Daniel Beer Atom | RSS | About

Speeding up Adler-32 on repeated subsequences

31 Jan 2019

The Adler-32 checksum is used in the DEFLATE format as an integrity check on decompressed data. It’s fast to calculate, but it can be even faster if you know that parts of your data consist of repeated subsequences.

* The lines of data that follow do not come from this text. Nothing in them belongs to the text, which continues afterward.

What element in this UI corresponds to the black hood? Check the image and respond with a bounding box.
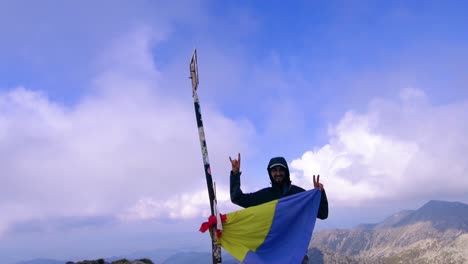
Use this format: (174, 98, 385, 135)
(267, 157, 291, 187)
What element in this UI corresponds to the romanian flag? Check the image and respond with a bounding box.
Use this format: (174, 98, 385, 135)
(219, 189, 322, 263)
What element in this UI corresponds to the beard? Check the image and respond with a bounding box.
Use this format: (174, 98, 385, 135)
(273, 175, 285, 184)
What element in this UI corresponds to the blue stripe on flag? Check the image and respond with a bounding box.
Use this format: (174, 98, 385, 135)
(244, 189, 322, 264)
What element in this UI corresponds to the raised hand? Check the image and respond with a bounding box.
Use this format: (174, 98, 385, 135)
(229, 153, 241, 174)
(313, 175, 324, 191)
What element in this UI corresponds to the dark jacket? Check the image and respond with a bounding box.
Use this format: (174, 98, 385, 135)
(230, 157, 329, 220)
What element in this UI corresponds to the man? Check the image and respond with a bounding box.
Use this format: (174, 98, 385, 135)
(229, 153, 328, 264)
(229, 153, 328, 219)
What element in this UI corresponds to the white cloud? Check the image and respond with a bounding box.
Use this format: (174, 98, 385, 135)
(119, 187, 235, 221)
(0, 28, 254, 235)
(291, 88, 468, 206)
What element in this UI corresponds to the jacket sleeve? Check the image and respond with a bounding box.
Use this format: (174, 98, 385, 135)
(317, 189, 329, 220)
(230, 171, 265, 208)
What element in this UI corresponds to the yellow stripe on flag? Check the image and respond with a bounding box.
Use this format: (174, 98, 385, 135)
(219, 199, 278, 261)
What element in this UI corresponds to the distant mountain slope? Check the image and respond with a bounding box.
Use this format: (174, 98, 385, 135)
(393, 200, 468, 231)
(16, 259, 65, 264)
(309, 200, 468, 264)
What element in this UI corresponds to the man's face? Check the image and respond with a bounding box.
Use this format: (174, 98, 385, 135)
(270, 166, 286, 184)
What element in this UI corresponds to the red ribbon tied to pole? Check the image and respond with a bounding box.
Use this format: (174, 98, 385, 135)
(199, 214, 227, 238)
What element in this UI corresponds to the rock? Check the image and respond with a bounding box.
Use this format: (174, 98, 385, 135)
(68, 258, 153, 264)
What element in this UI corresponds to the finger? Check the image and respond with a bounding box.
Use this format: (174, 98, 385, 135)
(238, 153, 241, 164)
(317, 175, 320, 184)
(229, 156, 233, 163)
(313, 175, 316, 185)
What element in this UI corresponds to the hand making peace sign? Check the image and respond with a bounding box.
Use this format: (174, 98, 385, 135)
(313, 175, 324, 191)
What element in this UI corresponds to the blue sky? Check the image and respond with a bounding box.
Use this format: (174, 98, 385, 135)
(1, 1, 468, 263)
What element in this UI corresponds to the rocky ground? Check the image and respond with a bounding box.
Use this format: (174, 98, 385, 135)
(66, 259, 153, 264)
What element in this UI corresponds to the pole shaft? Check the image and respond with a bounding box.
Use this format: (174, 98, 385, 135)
(190, 50, 222, 264)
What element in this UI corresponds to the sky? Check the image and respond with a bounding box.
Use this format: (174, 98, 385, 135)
(1, 0, 468, 263)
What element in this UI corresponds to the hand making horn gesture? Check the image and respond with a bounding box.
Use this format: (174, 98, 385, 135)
(229, 153, 241, 174)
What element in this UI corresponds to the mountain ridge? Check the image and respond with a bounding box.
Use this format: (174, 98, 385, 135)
(309, 200, 468, 264)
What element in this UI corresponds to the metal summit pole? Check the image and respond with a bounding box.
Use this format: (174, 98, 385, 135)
(189, 49, 222, 264)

The Adler-32 checksum is defined in terms of the state of two 16-bit accumulators, updated for each byte xn as follows:

$$ \begin{array}{rcll} a_0 & = & 1 \\ b_0 & = & 0 \\ \\ a_{n+1} & = & a_n + x_n & \mod M \\ b_{n+1} & = & b_n + a_{n+1} & \mod M \\ & = & b_n + a_n + x_n & \mod M \\ \end{array} $$

All arithmetic is done modulo M = 65521. This can be implemented at a low fixed cost per input byte. If your input consists of a repeated subsequence, then it can be implemented in time proportional only to the length of the subsequence itself.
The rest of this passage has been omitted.